RSA Conference 2020

I attended the RSA Conference 2020 last month. I wanted to understand the security market better, due to my work at Google.

 

The conference was large, spread across all of Moscone Center. Many of the vendors had really high-end displays on the floor.
I attended some talks, but the Expo itself dominated the event. It gave a great picture of where vendors think security dollars are going to be spent.

Threat detection and Security Analytics

The largest segment present. Lots of flash, dashboards and demos. Examples included Exabeam, Splunk, Solarwinds, Google Chronicle, Corelight, Farsight, D3Security, Lastline, Securonix, Anomali.
By the end of the week all these companies blurred into one another, though I must say the Chronicle demo was pretty compelling. Most demos have an element of smoke-and-mirrors, but Chronicle was pretty good.

Identify Management

Lots of vendors in this space too, though I didn’t speak with many of them. “Zero-trust” was the key marketing phrase.

Endpoint Management

Lots of vendors too. The challenge of securing all those devices attached to the network is clearly an issue, and there are lots of products offering to manage these devices for the CISO.

Governance and Compliance

These software vendors were also present. I was also surprised at the number of DLP vendors hawking their wares.

Infrastructure companies

Not as numerous as I expected, but all the usual suspects were there. Splunk had a very large stand, as had Solarwinds and Sumo LogicSysdig were present, and are making an explicit play in the security space.
Another interesting Log Analytics company was Humio, who claim to have really fast search times, due to the way they compress their data. Elastic had not one but two stands, at either end of the Expo, with Kibana dashboards everywhere to see.
Overall there wasn’t a huge emphasis on data collection systems, most of the vendors assumed you had access to your data already, and wanted to show all the cool things they could tell you about it.

Other observations

I also came across an interesting new security knowledge base called MITRE ATT&CK. It’s like CVE on steroids.
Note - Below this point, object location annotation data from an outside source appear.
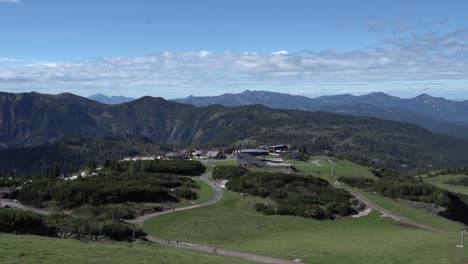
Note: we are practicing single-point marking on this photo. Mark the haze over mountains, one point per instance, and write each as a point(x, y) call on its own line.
point(436, 114)
point(32, 119)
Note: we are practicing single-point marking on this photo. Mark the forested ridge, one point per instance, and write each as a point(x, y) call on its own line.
point(72, 153)
point(34, 119)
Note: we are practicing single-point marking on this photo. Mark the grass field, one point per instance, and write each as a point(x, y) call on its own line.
point(439, 181)
point(234, 224)
point(225, 162)
point(342, 168)
point(34, 249)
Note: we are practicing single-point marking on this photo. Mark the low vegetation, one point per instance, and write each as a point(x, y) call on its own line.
point(29, 249)
point(117, 183)
point(290, 194)
point(409, 188)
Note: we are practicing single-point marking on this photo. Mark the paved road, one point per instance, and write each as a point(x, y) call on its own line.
point(205, 177)
point(18, 205)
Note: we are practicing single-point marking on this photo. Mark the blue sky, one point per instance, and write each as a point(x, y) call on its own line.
point(177, 48)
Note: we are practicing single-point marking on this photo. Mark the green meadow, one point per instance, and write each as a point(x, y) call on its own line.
point(233, 223)
point(440, 181)
point(36, 250)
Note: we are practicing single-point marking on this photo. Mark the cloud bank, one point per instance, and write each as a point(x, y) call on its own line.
point(421, 57)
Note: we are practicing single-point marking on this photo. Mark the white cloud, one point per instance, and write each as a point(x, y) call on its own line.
point(8, 59)
point(10, 1)
point(417, 58)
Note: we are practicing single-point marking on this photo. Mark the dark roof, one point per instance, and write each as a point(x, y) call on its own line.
point(7, 189)
point(175, 154)
point(255, 152)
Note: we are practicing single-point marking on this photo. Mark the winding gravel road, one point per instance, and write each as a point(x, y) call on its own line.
point(207, 249)
point(387, 213)
point(205, 177)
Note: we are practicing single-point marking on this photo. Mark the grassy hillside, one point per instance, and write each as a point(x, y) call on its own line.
point(320, 167)
point(234, 224)
point(441, 182)
point(34, 249)
point(33, 119)
point(74, 152)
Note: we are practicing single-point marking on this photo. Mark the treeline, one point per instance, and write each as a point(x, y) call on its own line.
point(227, 172)
point(71, 154)
point(10, 182)
point(179, 167)
point(454, 170)
point(112, 187)
point(24, 222)
point(292, 194)
point(461, 181)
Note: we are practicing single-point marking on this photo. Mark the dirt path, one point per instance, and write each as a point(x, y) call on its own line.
point(205, 177)
point(18, 205)
point(207, 249)
point(219, 251)
point(387, 213)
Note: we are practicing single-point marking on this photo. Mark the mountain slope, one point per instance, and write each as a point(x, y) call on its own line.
point(32, 119)
point(115, 99)
point(436, 114)
point(74, 152)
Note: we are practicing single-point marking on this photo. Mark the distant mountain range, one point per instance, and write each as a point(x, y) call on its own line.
point(115, 99)
point(32, 119)
point(435, 114)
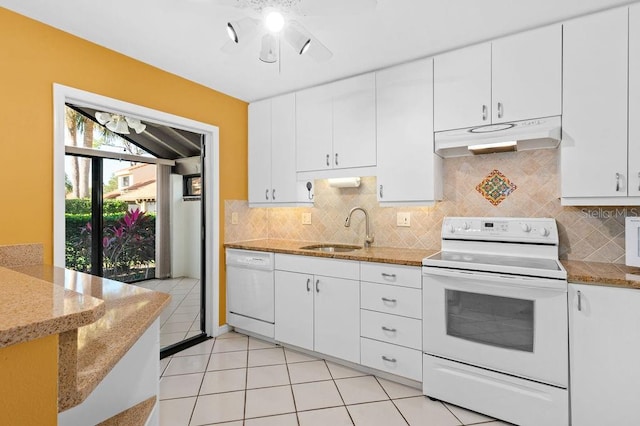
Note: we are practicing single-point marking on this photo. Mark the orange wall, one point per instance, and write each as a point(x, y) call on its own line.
point(33, 57)
point(29, 383)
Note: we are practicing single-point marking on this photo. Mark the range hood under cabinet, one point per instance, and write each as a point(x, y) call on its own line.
point(523, 135)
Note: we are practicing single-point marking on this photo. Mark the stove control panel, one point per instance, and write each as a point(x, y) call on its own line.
point(516, 229)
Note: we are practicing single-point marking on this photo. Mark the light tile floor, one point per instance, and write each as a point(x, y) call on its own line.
point(236, 380)
point(181, 319)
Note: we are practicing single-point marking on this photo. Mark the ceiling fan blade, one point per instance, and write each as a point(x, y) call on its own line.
point(333, 7)
point(316, 49)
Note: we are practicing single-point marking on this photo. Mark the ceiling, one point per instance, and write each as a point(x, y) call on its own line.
point(185, 37)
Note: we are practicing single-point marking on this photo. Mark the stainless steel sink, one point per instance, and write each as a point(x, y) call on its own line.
point(331, 248)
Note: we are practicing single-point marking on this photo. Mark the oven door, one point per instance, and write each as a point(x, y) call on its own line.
point(511, 324)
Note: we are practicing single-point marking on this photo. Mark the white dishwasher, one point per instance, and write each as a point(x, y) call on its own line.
point(250, 294)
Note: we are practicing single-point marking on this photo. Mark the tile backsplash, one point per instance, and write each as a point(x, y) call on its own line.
point(586, 233)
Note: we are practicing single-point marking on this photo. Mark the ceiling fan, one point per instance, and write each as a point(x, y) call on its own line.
point(274, 20)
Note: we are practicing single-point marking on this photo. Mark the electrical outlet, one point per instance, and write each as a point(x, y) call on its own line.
point(404, 219)
point(306, 218)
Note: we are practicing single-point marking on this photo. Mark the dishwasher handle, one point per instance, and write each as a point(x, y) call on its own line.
point(250, 259)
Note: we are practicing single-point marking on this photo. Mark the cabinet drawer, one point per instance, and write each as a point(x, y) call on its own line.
point(391, 358)
point(389, 328)
point(406, 276)
point(391, 299)
point(348, 269)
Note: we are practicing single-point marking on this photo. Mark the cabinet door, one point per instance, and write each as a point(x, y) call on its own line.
point(633, 166)
point(594, 117)
point(405, 134)
point(294, 309)
point(260, 152)
point(283, 149)
point(527, 75)
point(354, 122)
point(604, 342)
point(314, 129)
point(337, 317)
point(462, 88)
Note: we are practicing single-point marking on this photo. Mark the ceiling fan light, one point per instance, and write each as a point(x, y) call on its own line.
point(135, 124)
point(274, 21)
point(103, 117)
point(268, 51)
point(120, 125)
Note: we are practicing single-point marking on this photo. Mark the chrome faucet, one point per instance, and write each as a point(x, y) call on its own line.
point(368, 239)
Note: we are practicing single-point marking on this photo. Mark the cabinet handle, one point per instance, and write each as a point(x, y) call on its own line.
point(579, 300)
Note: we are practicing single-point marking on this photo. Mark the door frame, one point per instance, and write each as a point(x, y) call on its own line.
point(65, 94)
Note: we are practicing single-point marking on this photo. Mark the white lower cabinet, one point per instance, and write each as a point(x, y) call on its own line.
point(391, 319)
point(604, 345)
point(315, 309)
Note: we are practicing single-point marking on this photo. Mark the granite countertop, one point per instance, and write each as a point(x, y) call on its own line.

Most Threat Detection systems (including Elastic) had an integration story about it.
Finally, the talks I did attend weren’t bad, but were not brilliant either. I think the sheer size of the conference meant that speakers knew a wide range of folks could be at any one talk, so most never seemed to get super-specific, or give me actionable insights. Many were panel discussions.
One of the talks featured Rivest and Shamir, so that was cool. Much of their commentary was political in nature (e.g. Election Security). George Takei opened the conference, and that was definitely cool.